What looks like a simple tsifteteli is actually the quietest of the film’s refugee songs — a man asking a woman from his lost city to dance him back home for a few minutes, knowing she can’t, asking anyway.

Notes

μπουρνοβαλιά
Χόρεψε μπουρνοβαλιά μου
girl from Burnova
Μπουρνοβάς (today Bornova) was a wealthy Greek-majority suburb of Smyrna (İzmir), home to one of the largest Greek communities of Asia Minor before 1922. A "μπουρνοβαλιά" carries the whole identity of pre-catastrophe Smyrna — refined, Anatolian, lost.
το κορμάκι το φιδίσιο
το κορμάκι το φιδίσιο
that snakelike little body
φιδίσιο = snakelike, undulating. The standard image for a tsifteteli dancer — the body moving in serpentine waves. The diminutive (κορμάκι, little body) is affectionate.
χανούμισα
χόρεψε χανούμισα
hanım, lady (Turkish honorific)
From Turkish *hanım*, a respectful title for a married woman. Common in Asia Minor Greek speech before 1922. After 1937 the Metaxas regime banned "oriental" vocabulary from records, and this kind of word disappeared from commercial rebetiko — its presence in the 1983 song is a deliberate retrieval.

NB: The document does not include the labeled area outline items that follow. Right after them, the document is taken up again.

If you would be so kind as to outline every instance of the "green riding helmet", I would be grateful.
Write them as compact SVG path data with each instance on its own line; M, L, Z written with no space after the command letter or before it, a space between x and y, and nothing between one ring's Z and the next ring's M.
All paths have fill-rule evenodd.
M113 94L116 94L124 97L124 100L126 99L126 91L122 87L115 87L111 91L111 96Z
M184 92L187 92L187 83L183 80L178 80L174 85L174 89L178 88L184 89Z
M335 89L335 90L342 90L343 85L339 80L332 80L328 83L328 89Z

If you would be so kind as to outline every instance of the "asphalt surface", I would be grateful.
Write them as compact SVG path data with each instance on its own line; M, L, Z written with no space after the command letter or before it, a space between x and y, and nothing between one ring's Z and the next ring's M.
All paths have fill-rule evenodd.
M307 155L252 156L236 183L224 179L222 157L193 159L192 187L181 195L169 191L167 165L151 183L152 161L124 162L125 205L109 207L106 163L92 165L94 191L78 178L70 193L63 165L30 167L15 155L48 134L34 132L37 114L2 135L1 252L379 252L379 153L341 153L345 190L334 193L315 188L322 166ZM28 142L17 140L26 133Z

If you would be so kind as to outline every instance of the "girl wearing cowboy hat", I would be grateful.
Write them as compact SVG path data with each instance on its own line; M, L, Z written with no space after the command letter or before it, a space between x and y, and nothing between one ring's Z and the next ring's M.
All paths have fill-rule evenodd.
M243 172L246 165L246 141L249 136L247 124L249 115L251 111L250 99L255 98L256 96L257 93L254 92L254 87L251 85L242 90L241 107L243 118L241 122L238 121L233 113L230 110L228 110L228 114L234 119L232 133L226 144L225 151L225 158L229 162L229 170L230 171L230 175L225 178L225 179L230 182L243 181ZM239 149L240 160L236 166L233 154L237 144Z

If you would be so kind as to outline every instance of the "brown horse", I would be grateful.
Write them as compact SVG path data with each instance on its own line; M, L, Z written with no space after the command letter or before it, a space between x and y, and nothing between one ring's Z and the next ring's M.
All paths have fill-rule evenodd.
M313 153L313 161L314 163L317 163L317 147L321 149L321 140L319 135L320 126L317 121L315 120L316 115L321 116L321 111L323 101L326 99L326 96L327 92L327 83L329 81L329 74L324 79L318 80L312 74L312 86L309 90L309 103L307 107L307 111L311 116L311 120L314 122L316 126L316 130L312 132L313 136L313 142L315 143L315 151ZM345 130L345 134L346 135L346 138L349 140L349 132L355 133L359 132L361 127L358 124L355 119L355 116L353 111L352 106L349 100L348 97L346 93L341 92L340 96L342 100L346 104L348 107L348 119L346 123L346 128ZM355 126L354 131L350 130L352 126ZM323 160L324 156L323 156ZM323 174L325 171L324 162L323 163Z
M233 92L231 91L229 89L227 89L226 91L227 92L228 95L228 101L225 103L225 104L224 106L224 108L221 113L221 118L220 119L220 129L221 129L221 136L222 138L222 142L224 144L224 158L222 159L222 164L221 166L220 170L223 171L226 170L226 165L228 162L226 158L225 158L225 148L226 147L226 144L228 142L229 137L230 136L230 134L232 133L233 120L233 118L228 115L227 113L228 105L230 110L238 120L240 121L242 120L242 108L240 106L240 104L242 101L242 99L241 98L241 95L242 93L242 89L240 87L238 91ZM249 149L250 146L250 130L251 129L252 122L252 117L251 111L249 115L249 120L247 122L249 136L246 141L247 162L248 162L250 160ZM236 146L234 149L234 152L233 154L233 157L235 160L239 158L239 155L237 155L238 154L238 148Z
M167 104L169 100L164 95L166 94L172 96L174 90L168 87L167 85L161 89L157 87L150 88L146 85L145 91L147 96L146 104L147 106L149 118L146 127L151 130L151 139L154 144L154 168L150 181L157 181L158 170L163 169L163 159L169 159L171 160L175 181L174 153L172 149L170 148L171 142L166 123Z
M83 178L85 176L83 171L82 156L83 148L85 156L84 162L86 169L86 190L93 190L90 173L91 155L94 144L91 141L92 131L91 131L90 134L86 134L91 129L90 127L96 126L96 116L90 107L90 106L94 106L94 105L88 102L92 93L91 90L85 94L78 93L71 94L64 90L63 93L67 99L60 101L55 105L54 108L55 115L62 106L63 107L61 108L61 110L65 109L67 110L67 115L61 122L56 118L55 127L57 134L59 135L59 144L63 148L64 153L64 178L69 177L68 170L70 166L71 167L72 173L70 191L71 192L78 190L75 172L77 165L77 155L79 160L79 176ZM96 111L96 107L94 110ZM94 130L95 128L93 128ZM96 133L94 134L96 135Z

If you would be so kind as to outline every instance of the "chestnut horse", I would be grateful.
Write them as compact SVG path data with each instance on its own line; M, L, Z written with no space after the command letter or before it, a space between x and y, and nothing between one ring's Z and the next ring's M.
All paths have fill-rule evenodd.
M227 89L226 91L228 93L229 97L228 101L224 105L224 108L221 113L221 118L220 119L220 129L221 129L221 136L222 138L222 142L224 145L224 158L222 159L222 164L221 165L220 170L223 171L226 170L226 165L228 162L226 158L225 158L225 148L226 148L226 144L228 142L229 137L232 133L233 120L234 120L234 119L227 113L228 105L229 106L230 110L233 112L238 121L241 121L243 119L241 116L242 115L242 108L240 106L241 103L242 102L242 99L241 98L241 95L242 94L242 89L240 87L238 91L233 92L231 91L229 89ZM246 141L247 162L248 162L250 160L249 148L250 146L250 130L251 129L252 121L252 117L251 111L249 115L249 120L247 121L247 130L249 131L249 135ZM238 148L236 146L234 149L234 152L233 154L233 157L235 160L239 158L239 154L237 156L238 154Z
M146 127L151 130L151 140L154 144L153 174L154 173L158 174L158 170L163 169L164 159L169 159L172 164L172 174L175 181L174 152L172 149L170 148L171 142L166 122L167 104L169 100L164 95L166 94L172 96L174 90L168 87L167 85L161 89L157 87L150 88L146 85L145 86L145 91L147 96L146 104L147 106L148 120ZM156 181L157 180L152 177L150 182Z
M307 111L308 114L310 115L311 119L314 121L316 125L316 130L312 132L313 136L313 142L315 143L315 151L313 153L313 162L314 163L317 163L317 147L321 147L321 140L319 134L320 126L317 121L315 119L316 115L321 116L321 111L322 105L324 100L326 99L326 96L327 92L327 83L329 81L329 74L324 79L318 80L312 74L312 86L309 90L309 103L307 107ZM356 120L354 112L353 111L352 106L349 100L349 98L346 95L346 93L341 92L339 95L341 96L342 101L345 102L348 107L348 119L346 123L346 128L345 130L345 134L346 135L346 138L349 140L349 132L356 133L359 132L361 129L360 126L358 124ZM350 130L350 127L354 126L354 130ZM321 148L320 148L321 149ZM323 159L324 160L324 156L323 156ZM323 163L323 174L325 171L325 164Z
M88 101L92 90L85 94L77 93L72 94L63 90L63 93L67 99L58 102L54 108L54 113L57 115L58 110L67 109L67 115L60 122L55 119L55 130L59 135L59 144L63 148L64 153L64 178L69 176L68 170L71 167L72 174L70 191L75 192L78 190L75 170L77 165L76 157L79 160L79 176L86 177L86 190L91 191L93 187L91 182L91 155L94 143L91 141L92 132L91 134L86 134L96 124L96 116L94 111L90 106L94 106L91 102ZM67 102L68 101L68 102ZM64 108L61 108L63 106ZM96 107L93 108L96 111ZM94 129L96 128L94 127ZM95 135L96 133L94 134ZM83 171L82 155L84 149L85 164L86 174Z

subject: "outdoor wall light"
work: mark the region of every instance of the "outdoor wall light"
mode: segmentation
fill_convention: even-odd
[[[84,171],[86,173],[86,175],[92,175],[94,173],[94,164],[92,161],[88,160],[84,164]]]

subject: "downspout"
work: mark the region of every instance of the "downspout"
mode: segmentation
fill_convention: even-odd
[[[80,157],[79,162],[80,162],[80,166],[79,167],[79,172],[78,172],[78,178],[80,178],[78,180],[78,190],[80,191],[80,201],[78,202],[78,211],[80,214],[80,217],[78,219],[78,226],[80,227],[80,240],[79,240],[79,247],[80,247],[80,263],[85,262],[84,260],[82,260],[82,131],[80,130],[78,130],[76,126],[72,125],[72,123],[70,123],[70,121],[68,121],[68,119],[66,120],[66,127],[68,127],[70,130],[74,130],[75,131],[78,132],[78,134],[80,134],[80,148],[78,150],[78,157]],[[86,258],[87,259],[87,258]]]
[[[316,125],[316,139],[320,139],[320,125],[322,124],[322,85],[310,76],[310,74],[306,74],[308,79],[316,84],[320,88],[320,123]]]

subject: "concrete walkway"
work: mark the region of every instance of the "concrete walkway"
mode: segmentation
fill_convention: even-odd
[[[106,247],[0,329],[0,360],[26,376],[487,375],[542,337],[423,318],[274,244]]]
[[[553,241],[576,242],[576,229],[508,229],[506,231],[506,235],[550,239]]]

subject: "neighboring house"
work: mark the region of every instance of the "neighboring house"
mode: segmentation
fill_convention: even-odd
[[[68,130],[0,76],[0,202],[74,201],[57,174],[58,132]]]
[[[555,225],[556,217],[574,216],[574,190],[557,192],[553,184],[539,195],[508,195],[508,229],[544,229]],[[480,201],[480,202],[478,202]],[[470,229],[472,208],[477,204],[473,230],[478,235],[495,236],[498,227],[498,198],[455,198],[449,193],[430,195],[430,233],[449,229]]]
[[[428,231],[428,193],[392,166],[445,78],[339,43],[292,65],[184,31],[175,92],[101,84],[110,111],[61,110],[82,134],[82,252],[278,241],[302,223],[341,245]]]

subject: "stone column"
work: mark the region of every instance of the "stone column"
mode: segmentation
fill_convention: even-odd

μου 'μοιασες και σου 'μοιασα
μου 'μοιασες και σου 'μοιασα
you looked like me and I looked like you
A line of mutual recognition — two women seeing themselves in each other. In the refugee context it reads as solidarity between Smyrnaic women carrying the same loss.
παραμύθι πούλα μου
παραμύθι πούλα μου
sell me a fairy tale
παραμύθι = fairy tale, story, fiction. The speaker asks the dancer to *deceive* them — to perform the illusion that the old world is still intact. To "sell a παραμύθι" is to spin a beautiful lie.
τα παλιά μου
να θυμάμαι τα παλιά μου
my old days, my past
Literally "my old things" — the past as a possession, a set of things you used to own. Combined with the παραμύθι line, the song reveals what the dance is for: not seduction but memory.
της καρδιάς τη γρίλια
μέσ' απ' της καρδιάς τη γρίλια
the grille of the heart
γρίλια = the slatted wooden lattice or blind on a window — a fixture of traditional Mediterranean and Anatolian houses, used so women could see out without being seen. The image folds inward: the heart has its own lattice, and a thousand eyes peer through it.
αγαπούλα
χόρεψε αγαπούλα μου
little love
Diminutive of αγάπη. A tender form of address; the diminutive throughout the song (κορμάκι, αγαπούλα) softens the male voice into something protective rather than predatory.
Ώπα
Ώπα ώπα ώπα ώπα
opa
A vocal cheer used to mark a dance or a sudden flourish. In tsifteteli or zeibekiko it punctuates the rhythm; here it opens both the first and the fourth stanza, signaling the start of a dance-section.